Regierungskritische Medien haben es schwer

Apropos regierungsnahe Stiftung: Unter solch einer (der Mitteleuropäischen Presse- und Medienstiftung (KESMA)) wurden im Jahr 2018 fast 500 Zeitungen, Nachrichtenportale, Radio- und Fernsehsender zusammengeführt. Die Eigentümer dieser Unternehmen, die ihre Medien an die KESMA spendeten: Unterstützer*innen von Orbán und seiner Partei „Fidesz“.

Ende 2023 brachte die ungarische Regierung ein neues Gesetz auf den Weg, das unabhängige Journalist*innen noch stärker in ihrer Arbeit einschränken könnte.
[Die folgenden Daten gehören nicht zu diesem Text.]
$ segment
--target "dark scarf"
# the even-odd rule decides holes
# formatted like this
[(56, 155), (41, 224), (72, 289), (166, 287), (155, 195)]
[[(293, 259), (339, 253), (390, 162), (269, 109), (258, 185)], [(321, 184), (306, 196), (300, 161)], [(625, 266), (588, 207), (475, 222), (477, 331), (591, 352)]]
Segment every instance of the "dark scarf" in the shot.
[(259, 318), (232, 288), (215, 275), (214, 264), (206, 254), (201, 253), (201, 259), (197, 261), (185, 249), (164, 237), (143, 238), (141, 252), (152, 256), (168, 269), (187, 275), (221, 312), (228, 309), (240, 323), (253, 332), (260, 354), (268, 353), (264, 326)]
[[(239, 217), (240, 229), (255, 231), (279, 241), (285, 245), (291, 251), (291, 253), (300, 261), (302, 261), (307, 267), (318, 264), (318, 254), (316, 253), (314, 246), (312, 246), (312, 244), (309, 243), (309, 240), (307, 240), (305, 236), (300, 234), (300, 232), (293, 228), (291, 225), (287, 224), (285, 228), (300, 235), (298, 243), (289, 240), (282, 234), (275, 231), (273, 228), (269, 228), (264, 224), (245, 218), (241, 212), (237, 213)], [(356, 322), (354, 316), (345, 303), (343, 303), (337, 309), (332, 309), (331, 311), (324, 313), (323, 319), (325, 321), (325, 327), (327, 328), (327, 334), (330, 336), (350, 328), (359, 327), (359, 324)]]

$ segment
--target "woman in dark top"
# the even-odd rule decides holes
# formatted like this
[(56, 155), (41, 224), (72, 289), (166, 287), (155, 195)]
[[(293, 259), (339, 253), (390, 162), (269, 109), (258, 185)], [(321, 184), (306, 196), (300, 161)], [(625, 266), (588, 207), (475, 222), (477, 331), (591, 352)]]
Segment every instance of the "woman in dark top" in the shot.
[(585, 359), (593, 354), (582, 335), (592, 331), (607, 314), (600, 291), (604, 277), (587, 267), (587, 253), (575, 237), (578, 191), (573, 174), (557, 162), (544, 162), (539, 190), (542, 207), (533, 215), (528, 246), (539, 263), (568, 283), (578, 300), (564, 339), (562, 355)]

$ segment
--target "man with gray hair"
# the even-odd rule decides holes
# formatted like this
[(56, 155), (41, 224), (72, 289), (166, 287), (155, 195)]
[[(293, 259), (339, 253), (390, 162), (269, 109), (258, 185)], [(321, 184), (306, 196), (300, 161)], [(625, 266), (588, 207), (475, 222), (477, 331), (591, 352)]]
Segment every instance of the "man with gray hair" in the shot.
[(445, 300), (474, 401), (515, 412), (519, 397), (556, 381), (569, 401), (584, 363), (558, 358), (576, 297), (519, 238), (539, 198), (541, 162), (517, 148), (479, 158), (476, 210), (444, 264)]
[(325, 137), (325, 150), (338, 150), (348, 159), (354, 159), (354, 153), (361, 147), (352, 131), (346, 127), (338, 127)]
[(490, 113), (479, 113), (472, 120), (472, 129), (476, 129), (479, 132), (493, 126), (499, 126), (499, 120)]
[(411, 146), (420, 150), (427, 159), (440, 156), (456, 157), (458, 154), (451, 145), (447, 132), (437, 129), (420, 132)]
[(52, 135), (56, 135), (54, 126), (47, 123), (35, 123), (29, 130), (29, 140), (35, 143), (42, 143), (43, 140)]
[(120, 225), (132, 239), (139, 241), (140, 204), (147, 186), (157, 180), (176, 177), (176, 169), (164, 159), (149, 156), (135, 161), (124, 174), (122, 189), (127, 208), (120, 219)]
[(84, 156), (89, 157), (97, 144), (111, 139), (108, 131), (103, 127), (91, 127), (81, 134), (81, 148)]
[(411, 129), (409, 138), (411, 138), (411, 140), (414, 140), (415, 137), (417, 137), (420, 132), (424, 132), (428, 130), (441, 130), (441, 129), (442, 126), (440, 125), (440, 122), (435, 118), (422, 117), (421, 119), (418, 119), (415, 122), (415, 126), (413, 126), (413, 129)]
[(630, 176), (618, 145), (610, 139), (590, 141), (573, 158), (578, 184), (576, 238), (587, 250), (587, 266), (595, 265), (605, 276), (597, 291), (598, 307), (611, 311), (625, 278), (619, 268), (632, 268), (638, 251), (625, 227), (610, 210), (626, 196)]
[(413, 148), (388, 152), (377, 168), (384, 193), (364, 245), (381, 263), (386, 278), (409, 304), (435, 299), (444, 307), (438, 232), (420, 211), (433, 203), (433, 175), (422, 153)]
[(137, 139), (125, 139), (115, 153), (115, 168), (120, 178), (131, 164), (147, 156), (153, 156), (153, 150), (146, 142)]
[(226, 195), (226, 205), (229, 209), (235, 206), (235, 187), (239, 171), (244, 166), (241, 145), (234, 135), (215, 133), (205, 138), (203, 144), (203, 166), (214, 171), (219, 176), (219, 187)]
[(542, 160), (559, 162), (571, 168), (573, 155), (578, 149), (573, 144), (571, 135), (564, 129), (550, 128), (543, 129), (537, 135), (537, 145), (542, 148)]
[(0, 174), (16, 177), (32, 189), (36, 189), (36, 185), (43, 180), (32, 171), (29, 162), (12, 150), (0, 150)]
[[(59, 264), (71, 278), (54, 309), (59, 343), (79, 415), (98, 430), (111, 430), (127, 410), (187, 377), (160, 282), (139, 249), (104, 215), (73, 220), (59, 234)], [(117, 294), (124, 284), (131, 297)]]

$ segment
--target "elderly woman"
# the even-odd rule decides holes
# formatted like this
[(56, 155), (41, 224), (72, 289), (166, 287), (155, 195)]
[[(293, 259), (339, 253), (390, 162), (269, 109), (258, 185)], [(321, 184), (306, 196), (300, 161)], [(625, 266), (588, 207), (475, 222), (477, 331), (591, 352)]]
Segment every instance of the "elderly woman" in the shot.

Das „Souveränitätsverteidigungsgesetz“ sieht vor, dass eine neue Behörde meinungsbildende Personen oder Organisationen überprüft und dabei auch Zugriff auf Geheimdienst-Informationen hat. Die EU-Kommission hat deswegen ein Verfahren gegen Ungarn eingeleitet – nicht das erste. Auf der „Rangliste der Pressefreiheit“ von „Reporter ohne Grenzen“ steht Ungarn auf Platz 72 von 180.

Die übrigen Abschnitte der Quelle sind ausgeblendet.